The Western Canadian Wheat Growers put a failing grade on the 2019 Federal Budget announced yesterday. What little is contained in the budget for agriculture only fixes problems that the federal government has previously created.

The new exclusion of the carbon tax on cardlock fuel should never have been necessary. Compensation for sectors that are impacted by new trade agreements are signs of poorly negotiated trade agreements – agreements that are vital to the continued expansion of international agricultural trade.

The Wheat Growers are pleased that the federal government has agreed to move forward with a review of the Canada Grain Act and the Canadian Grain Commission. These are issues that we have called for some time.

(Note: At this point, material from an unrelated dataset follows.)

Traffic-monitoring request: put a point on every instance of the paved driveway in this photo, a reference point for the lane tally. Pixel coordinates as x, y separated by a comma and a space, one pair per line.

What this budget should have addressed for grain farmers is how the government is going to enforce the passage and enforcement of CETA and why Italy is blocking Canadian durum. It should have explained what the government is doing to support export of our grain to the signatories of the CPTPP. The budget could have outlined steps to address the question of why Canadian pulse growers – one of the world’s most productive – cannot export their product to India – one of the world’s highest consumers of pulse, in spite of supporting India as a developing country.

“The Western Canadian Wheat Growers are not looking for handouts. Rather we would like to see the federal government truly understand how Canada’s agriculture economy works. We would rather see a reduction in bureaucracy and red tape, letting farmers make the best decisions to grow their products and successfully bring them to market,” said Levi Wood, President.